To avoid accidents due to nickel ore liquefaction please read also the following:
Safe Carriage of nickel ore
Safe loading in cargo in bulk of nickel ore
According to INTERCARGO’s Guide for the Safe Loading of Nickel Ore the following factors should be taken into consideration
- Shipper’s Declaration: It is a legal requirement under the provisions of SOLAS Chapter VI, Regulation 2 and the IMSBC Code Section 4.2 for the shipper to provide accurate cargo information to the Master.
- Correct BCSN: All dry bulk cargoes should be shipped under their correct Bulk Cargo Shipping Name (BCSN). Nickel Ore does not yet have its own schedule in the IMSBC Code and hence has no BCSN. A cargo not listed in the IMSBC Code should be shipped under Section 1.3 of the IMSBC Code under a ‘tripartite agreement’. However, in the absence of such agreements, as a cargo known to be prone to liquefaction such as Nickel Ore should be transported under Section 7 of the IMSBC Code (Cargoes that may liquefy) as a “Group A” carg
- TML: As a cargo prone to liquefaction, it is essential that Nickel Ore is classified as “Group A” and the accurate Flow Moisture Point (FMP) must be determined in accordance with the IMSBC Code and the Transportable Moisture Limit (TML) stated in the cargo declaration.
- Moisture Content (MC): The actual moisture content of the cargo to be loaded must be provided by the shipper in accordance with the IMSBC Code from samples taken no more than seven days prior to loading. If the moisture content of the cargo is likely to have changed since the samples were taken, e.g. due to monsoon rain, further samples should be taken and the moisture content re-certified.
- MC < TML: The actual moisture content must be below the Transportable Moisture Limit. If not the cargo must not be loaded.

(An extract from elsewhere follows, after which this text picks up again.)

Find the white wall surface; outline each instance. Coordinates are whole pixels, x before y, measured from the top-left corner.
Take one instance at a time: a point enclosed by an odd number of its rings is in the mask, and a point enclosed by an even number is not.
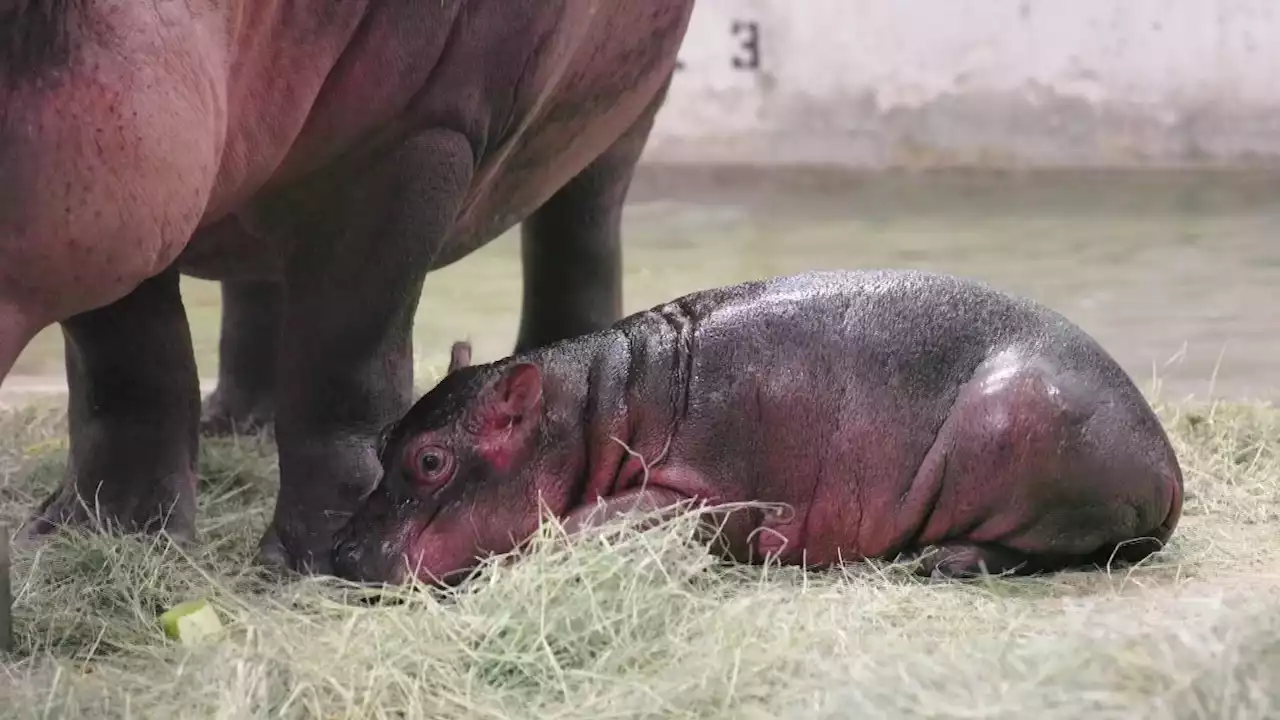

- Visual inspection: As far as practicable, the owner’s representative or ship’s crew should visually inspect the cargo stockpiles prior to loading. If such inspections or any associated “can tests” conducted under Section 8 of the IMSBC Code cast doubt on the accuracy of the cargo declaration, then the cargo must not be loaded and further advice sought.
- Load: The cargo should be loaded in accordance with the provisions of SOLAS Chapter VI, the Code of Practice for the Safe Loading and Unloading of Bulk Carriers (the BLU Code), and the IMSBC Code including trimming requirements under Section 5.
- Visual monitoring: Visual monitoring should be carried out during loading and if indications of high moisture content are observed, such as free water or cargo splatter, loading must stop and further advice sought.
Source : Mars Reports/ The Nautical Institute
I didn’t realize that when it comes to transporting goods through barges you need to have a certain level of moisture from the load. I can see that this can help the crew know what measures top take to ensure the cargo is safe while it is being transported. It makes sense that a company who has the experience and tools to ensure their work would get better business and more people who trusts them.